Palmer suggests starting your own endeavor rather than paying someone else for a prepackaged business opportunity, such as multilevel marketing or work-from-home schemes: "I think the much better, safer and more lucrative route is to create your own business."
You'll want to avoid a side job that's an obvious conflict of interest with your full-time job or that violates company policy. But don't assume your employer will object.
"People tend to be a little too careful here," Palmer said. "It's so common to have a side business, and employers are increasingly encouraging it."
How do I find the time? There's no magic answer to that. Palmer, in more than 100 interviews with people with side gigs, found common themes, though. They included getting up especially early, often at 5 a.m., to work on a side business, spending less time watching television and reading Facebook, and using slivers of downtime, such as a commute, to be productive.
It's possible. Palmer manages her online store and writes books, despite holding a full-time job and raising two young children.

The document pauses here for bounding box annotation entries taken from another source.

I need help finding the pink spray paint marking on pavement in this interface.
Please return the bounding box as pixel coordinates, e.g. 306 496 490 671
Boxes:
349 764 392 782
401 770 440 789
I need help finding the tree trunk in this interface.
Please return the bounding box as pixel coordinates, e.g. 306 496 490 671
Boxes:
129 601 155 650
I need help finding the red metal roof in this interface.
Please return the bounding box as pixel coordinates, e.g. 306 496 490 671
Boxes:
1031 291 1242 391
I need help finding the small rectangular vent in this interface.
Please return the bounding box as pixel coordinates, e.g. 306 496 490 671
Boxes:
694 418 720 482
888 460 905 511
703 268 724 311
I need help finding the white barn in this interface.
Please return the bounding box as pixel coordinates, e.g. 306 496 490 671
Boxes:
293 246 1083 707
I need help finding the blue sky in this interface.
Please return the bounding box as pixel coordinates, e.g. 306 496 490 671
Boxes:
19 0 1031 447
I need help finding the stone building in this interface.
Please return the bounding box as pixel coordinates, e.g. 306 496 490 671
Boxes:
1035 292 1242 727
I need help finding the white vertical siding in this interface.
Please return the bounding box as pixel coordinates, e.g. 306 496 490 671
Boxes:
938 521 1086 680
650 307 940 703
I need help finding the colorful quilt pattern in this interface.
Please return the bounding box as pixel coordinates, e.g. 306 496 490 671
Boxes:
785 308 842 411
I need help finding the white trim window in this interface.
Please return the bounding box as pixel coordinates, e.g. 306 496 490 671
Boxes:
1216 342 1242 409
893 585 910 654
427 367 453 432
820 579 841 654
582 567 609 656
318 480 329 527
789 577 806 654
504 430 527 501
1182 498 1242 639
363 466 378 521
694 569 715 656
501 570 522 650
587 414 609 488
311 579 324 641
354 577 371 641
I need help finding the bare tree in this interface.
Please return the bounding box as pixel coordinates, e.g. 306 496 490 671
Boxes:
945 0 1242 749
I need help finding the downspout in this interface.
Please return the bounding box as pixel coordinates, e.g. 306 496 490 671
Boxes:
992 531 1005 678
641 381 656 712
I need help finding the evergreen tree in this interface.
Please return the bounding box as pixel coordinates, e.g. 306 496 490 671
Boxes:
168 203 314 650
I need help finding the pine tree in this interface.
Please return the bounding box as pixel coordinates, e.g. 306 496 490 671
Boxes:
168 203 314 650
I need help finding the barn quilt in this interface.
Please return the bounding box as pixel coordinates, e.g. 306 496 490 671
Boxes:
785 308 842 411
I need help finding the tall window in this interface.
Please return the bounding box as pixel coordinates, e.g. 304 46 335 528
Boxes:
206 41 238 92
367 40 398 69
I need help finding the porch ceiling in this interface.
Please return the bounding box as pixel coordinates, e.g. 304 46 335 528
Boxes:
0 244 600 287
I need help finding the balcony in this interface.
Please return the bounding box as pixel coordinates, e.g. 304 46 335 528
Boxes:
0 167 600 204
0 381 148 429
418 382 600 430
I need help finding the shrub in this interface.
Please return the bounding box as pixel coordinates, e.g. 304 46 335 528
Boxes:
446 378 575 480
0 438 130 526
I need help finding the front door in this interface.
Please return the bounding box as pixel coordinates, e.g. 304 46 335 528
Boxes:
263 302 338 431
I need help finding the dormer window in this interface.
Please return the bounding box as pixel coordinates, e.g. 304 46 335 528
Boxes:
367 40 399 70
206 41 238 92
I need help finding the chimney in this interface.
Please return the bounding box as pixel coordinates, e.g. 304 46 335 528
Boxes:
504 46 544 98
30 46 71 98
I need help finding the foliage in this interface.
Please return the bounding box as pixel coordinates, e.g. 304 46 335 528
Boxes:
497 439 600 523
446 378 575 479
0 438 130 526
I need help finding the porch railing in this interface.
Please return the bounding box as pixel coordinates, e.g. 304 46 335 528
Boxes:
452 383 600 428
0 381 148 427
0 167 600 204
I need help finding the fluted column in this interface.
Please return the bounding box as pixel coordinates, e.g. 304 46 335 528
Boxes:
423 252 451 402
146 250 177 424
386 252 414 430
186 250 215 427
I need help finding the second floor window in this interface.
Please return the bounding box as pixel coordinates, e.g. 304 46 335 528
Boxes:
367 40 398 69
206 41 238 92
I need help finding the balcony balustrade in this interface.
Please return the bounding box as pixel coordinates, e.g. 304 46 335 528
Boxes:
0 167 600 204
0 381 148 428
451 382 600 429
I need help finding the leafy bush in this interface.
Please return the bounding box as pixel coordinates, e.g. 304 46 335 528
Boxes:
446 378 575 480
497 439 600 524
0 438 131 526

One caution is to avoid "daylighting" — using your full-time employer's time or equipment to work on your side job.
"You want to be so careful and go out of your way not to spend any of your company time, (or use its) resources, computers, phones on your side business," Palmer said. "Keep it all separate. You don't want to run the risk of even looking like you're doing something that's not proper."
How much should I spend? A key to developing a successful side job is to keep expenses low. Don't make the mistake of buying expensive office furniture or equipment in anticipation of starting a business.
Use free tools to build a website and market via social media. "The infrastructure is out there for you to use for virtually nothing," Palmer said. "Until you start earning money through your side business, you should try to spend no money or very little." Some of what you do spend can be tax write-offs against what the side business earns.
What's the best advice? Just do it. Don't succumb to paralysis by analysis and wait until you have every angle figured out.